De même, en Italie, une partie de la presse soutient clairement la tribune publiée dans Le Monde. Le fondateur du journal Il Foglio, Giuliano Ferrara, a ainsi tweeté : “Deneuve et les autres : la France est la nouvelle avant-garde du monde libre. #JeVousL’AvaisBienDit.” Son quotidien avait, dès le début du mouvement, réagi avec scepticisme et une certaine hostilité à #MeToo.
Dans un édito du New Yorker, la journaliste Lauren Collins dénonce quant à elle les contradictions du texte français, qui, selon elle, utilise des arguments « usés ». « Harceler les femmes n’est pas l’expression d’un tempérament artistique sans lequel le monde perd de sa magie ».
En mars dernier, Catherine Deneuve avait soutenu le réalisateur Roman Polanski, accusé d’agressions sexuelles, déclarant à la télévision, à propos de son inculpation en 1977, qu’elle avait « toujours trouvé que le mot de viol avait été excessif ». Des propos ensuite jugés « déplacés » par le CSA.

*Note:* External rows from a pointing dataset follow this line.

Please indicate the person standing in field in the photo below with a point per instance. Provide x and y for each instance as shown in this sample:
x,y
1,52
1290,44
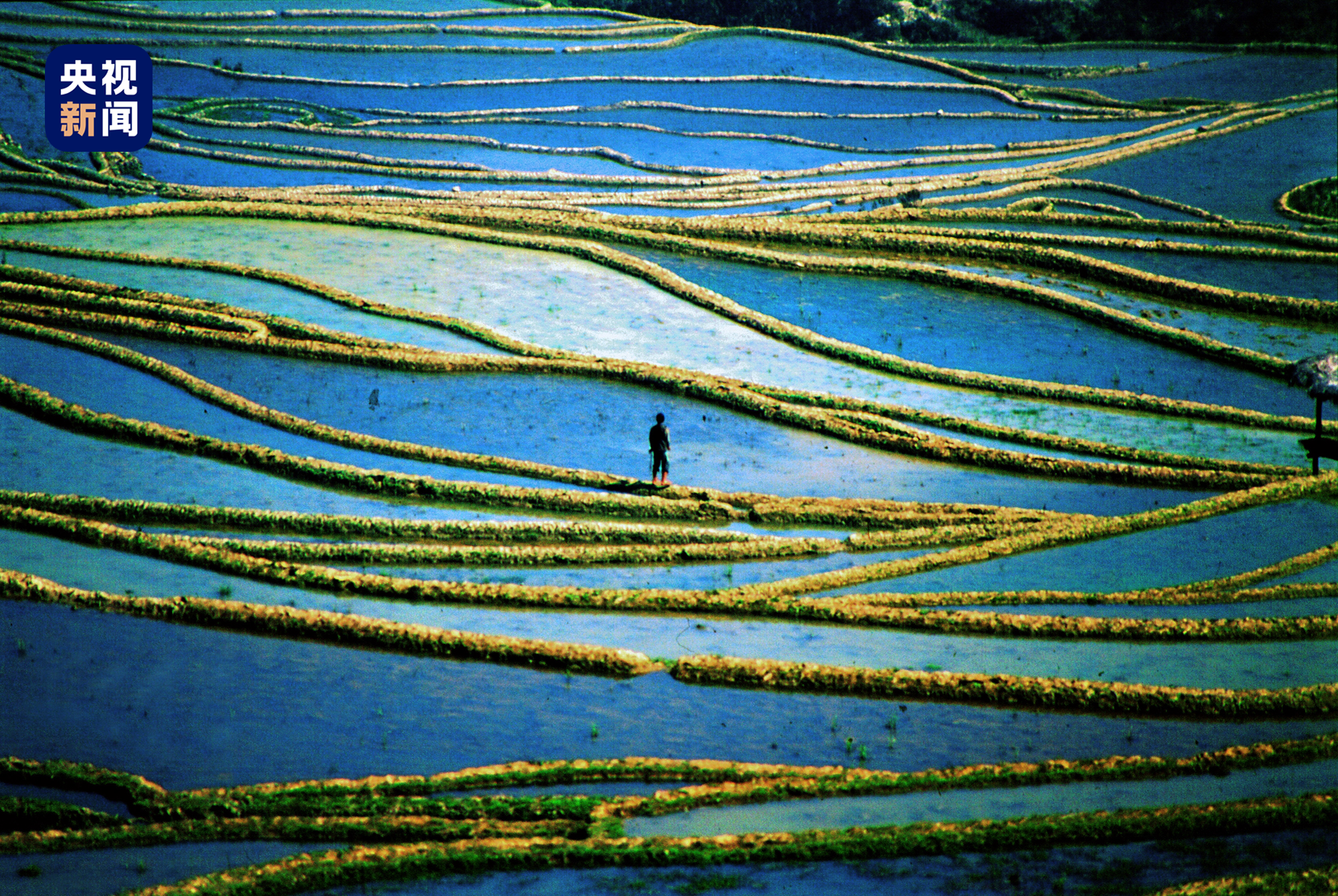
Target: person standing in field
x,y
660,451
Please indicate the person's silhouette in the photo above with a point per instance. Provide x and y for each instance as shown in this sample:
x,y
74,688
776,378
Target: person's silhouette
x,y
660,451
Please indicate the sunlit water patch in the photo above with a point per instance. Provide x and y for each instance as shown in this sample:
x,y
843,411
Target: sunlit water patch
x,y
306,711
1109,869
576,306
712,57
601,425
100,873
1240,78
180,81
979,332
927,129
993,803
46,459
1208,549
259,296
1252,610
1198,665
113,388
1237,176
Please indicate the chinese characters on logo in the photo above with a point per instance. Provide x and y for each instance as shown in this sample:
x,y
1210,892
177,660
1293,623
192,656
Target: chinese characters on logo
x,y
90,113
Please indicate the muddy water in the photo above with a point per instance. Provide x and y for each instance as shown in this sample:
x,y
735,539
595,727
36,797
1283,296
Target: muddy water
x,y
193,708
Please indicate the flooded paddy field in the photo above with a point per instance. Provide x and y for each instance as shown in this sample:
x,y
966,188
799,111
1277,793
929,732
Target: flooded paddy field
x,y
324,457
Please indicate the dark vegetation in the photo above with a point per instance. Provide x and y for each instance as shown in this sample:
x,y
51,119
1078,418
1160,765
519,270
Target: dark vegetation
x,y
1319,199
1030,21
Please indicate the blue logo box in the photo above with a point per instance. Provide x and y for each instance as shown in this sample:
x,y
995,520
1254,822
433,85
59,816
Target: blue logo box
x,y
100,98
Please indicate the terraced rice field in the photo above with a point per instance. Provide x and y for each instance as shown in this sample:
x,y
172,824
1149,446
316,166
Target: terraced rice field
x,y
991,562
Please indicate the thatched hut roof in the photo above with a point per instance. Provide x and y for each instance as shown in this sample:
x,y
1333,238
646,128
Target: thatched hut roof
x,y
1317,375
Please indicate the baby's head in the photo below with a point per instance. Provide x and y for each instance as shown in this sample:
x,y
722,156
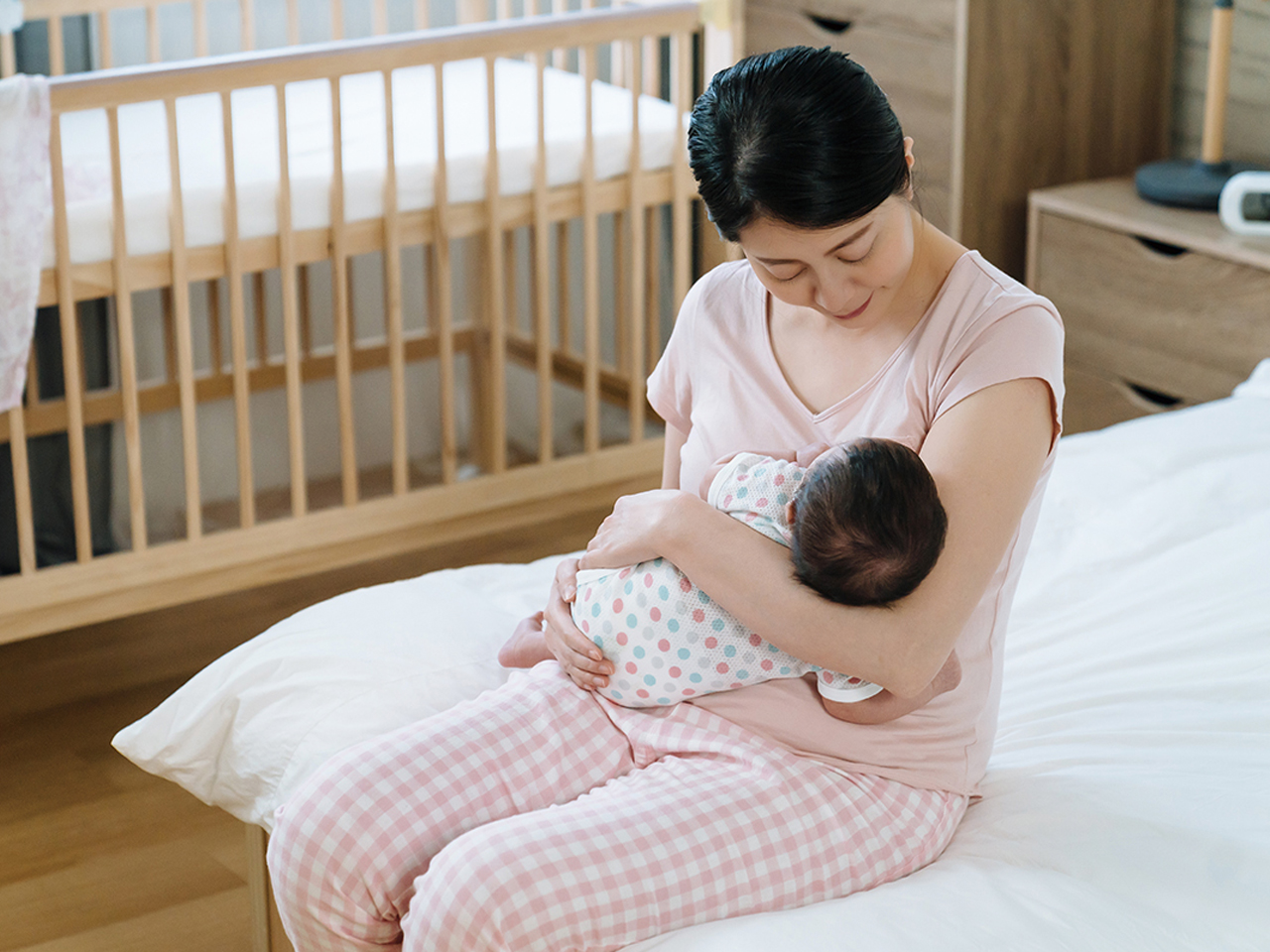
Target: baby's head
x,y
867,525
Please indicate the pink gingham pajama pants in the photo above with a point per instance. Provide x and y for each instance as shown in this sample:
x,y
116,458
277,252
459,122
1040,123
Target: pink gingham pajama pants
x,y
543,816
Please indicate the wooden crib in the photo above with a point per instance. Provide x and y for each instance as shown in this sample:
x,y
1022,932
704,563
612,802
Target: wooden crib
x,y
462,330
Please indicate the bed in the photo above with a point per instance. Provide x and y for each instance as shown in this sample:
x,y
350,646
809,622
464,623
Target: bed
x,y
1127,803
353,296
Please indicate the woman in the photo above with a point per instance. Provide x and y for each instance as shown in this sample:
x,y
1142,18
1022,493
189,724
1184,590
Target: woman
x,y
541,816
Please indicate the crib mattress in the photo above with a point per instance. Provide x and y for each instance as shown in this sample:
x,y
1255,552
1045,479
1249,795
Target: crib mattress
x,y
200,148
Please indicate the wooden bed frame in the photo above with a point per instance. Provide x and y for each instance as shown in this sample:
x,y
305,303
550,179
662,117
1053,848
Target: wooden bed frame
x,y
481,480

L’actrice a fait l’objet de nombreux tweets critiques à son égard :
La tribune de #CatherineDeneuve et ses amies = La complainte des femmes riches du monde des arts: « Laissez les mecs vous mettre des mains au cul dans le métro, sinon ils ne banderont plus pour nous sauter au Festival de Cannes » pic.twitter.com/lpErlNszBh
— Emilie Mazoyer (@EmilieRadioFr) 9 janvier 2018
Quand on est féministe et exigeante on est maintenant qualifiée de « puritaine » par des femmes qui sont, pardon, très loin d’être les mieux placées pour représenter nos droit… #feminisme #CatherineDeneuve #puritanisme #quandilvautmieuxreflechiraulieudejuger
— Agnes S. (@AgnesScotto78) 9 janvier 2018
Si beaucoup de femmes ont réagi , les hommes également. L’intellectuel Raphaël Glucksmann voit dans cette tribune , « l’attachement critiquable à un ordre patriarcal » que lui est « ravi de voir ébranlé ». L’entrepreneur Xavier Alberti, qui fait partie de l’association pour la mixité «Jamais sans elles », affirme quant à lui qu’il n’ y a pas de liberté d’importuner. L’avocat en droit de la famille Eric Morain monte également au créneau : « On me dit que Catherine Deneuve parle du métro dans une tribune du Monde. Voilà, ce sera tout ».